По этой причине Аристотель утверждает:

«Невозможно, чтобы одно и то же в одно и то же время было и не было присуще одному и тому же в одном и том же отношении… — это, конечно, самое достоверное из всех на­чал…».

После Парменида и Зенона развитие науки в древнем мире шло под знаком стремления во что бы то ни стало избежать противоречивости, а закон противоречия как раз и требовал однозначного употребления понятий. Ставя вопрос подобным образом, Аристотель пытается убедить сторонников Гераклита в правильности и необходимости логического закона противоречия. Даже если утверждаемое Гераклитом правильно, отмечает Аристо­тель, то не может быть правильной сама форма его утверждения, «а именно, что одно и то же может в одно и то же время быть и не быть».

«Следовательно, если кто говорит, что вот это есть и не есть, он отрицает то, что утверждает, тем самым он утверж­дает, что слово обозначает не то, что оно обозначает, а это несуразно. Если поэтому „быть вот этим“ что-то означает, то противоречащее этому не может быть верным в отношении одного и того же».

Внедрение в античную науку нового формально-логического мышления, связанного с преимущественным использованием от­ношений абстрактного тождества и абстрактного различия, в дальнейшем привело к тому, что основная парадигма древнего мира — противоположное — уступила место другой парадигме — соот­несенному, а это, в свою очередь, привело к быстрому развитию количественных методов, доступных проверке на непротиворечивость.

Сам же Аристотель не приемлет количественного подхода, поскольку в нем нет места для противоположностей. Можно сказать больше: его неудержимо влечет диалектика перехода от количества к качеству, т.е. от соотнесенного к противополож­ному. В каждом конкретном случае это достигается благодаря нахождению такого промежуточного состояния, в котором в одно и то же время противоположности объективно совмещаются в одном и том же отношении, т.е. в одной и той же пропорции. Причем обратный переход от противоположного к соотнесенному и далее к количественным понятиям Аристотелю не удается. Трудности эти особенно ощущаются в науке о природе (физике), где основными идеализациями в то время были противоположности: тяжелое и легкое, горячее и холодное, сухое и влажное и т. п. Вот почему, с точки зрения Аристотеля, математические методы «не подходят для рассуждающего о природе».

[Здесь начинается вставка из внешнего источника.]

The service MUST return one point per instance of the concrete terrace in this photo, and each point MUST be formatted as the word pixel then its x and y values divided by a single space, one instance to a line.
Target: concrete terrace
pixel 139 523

Вместе с тем очевидно, что одна и та же реальность объективно может быть рассмотрена с разных позиций: относи­тельно каждой из соотносящихся друг с другом сторон и отно­сительно логически противоречивого промежуточного свойства. В первом случае говорим о соотнесенном, связывая с ним существование количественных методов, во втором случае — о противоположностях, определяющих качественный подход. Поэтому «соотнесенное» и «противоположное» можно рассматривать в качестве исходных идеализации в рамках той или иной конкрет­ной научной теории. В равной мере эти отношения стали обще­принятыми «образцами» для всей науки, открывающими дорогу двум конкретно-тождественным множествам отношений: количест­венному и качественному.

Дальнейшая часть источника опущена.